Rui Espinheira Filho: O lirismo como
expressão pessoal


 

 

O ano de 1997 marcou a afirmação do nome de Ruy Espinheira Filho no vasto painel da literatura brasileira. Além da recepção favorável da sua obra pela crítica especializada, e da condição de finalista de um dos mais importantes prêmios nacionais de literatura, ele foi apontado por muitos leitores como o autor do melhor livro de poesia do ano. Memória da chuva constitui, ao lado da Antologia poética de Ruy, um dos momentos mais eloqüentes da poesia brasileira dos nossos dias. O epíteto aqui não tem função ornamental nem bombástica: é, de fato, a eloqüência ou a corrente do discurso poético que confere ao verso de Ruy o seu valor, sustentado na ousadia de retomar os caminhos renegados pela vanguarda estruturalista. A crescente audiência do poeta baiano, produto do seu momento e da atual circunstância do país, pode ser entendida como uma resposta expressiva da arte poética às encruzilhadas do lirismo, cujos descaminhos, muitos de nós não soubemos resolver. (Mais uma vez, o adjetivo quer ressaltar que tal resposta se sustenta na expressão poética e na força da palavra). A partir da primeira metade do século, o lirismo deixou de representar a expressão de uma individualidade privilegiada para esquadrinhar o território do outro, caracterizando a modernidade já esboçada pela revolução estética do século XIX. Se, desde a velha Grécia, a lírica era aceita como manifestação da subjetividade e rito de ascensão do sujeito ao centro constelar do mundo social, o conceito de despersonalização destruiu a clareza das fronteiras entre o lírico, o épico e o dramático. Drummond sentenciou, inapelavelmente: “Não faças versos sobre acontecimentos”. Isto porque “as afinidades, os aniversários, os incidentes pessoais não contam”. Fernando Pessoa levou esta explosão ao paroxismo com a dramatização do lirismo. Os heterônimos são outros eus postos na cena do teatro do ser. Através deste caminho radical, o eu do poeta dá lugar a uma multiplicidade de sujeitos verossímeis que atuam como porta-vozes de todos nós. Tal lírica não é mais a expressão do sujeito, mas um lugar de encontro com todos os homens – e espaço da alteridade. Muito depois de estabelecida a ruptura com os modelos da lírica até então praticados, e consolidada a novidade, é que vieram as vanguardas formalistas, cujo alcance da revolução operada no âmbito da linguagem não ultrapassou o significante, ou a camada material da palavra.

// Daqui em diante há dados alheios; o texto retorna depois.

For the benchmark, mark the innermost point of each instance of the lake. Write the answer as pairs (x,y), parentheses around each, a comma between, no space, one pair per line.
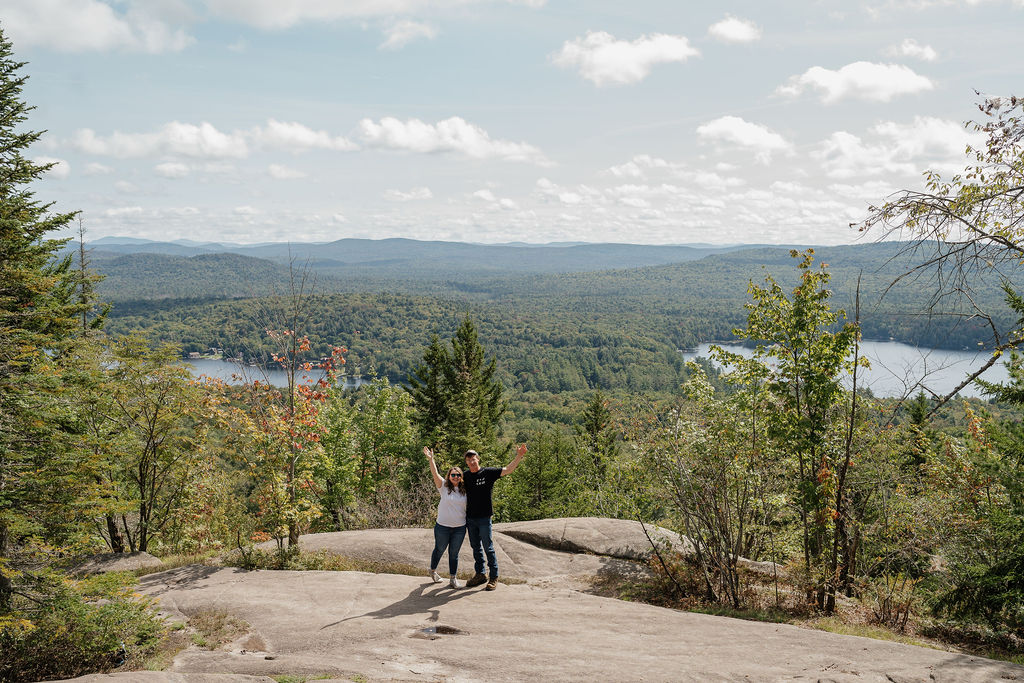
(896,367)
(233,373)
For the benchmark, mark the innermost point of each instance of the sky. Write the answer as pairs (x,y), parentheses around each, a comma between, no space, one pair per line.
(497,121)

Demasiadamente concreto, o tartamudear das vanguardas surgidas nos meados do século não chegou ao plano do conteúdo do dito, sempre abstrato e fugido como o pensamento. Algumas tentativas de renovação da lírica brasileira, como a poesia concreta, a praxis e o poema processo, marcados pela esterilidade seminal da escrita, não deixaram frutos nem herança além do bombo teórico (às vezes ruidoso) dos seus pais e criadores. A crise do lirismo se instaurou com a “impossibilidade” de expressar a subjetividade do poeta. A efusão do eu lírico se dissolveu ao tropeçar naquela pedra que havia no meio do caminho. O que caracteriza a poesia de Ruy Espinheira Filho e dá a ela um lugar na história da literatura brasileira deste fim de século é precisamente o choque agressivo com a noção vigente de modernidade na lírica. Quando os caminhos considerados mais atuais passam, de um lado, pelos monumentos da intertextualidade ou, do outro, pela hipertrofia da valorização das camadas fônicas do verso, Ruy mergulha nos desvãos da memória para retirar o lirismo pessoal e transferível. Sua matéria é o sentimento de um instante fugidio. É a observação de um pedaço de mundo, visto pelas lentes dos seus óculos. É o tempo morto que não se perdeu, guardado vivo na memória. O impulso memorialístico surge no escritor, em geral, quando os novos fatos não mais surpreendem; quando não têm a mesma intensidade e o mesmo brilho das coisas passadas; quando a velhice aproxima o homem da travessia de Caronte. Mas alguns poetas, sintonizados com a história e o destino do animal ou anjo lírico, não precisam esperar este tempo crepuscular. Em Ruy Espinheira Filho, a observação do mundo presente e a recuperação do mundo passado são caudais que confluem para um mesmo estuário. Leitor voraz e atento dos livros e do mundo, este lírico deslocado num tempo de lirismo raquítico, abre lugar para recuperar a força da subjetividade num mundo onde o sujeito às vezes não conta.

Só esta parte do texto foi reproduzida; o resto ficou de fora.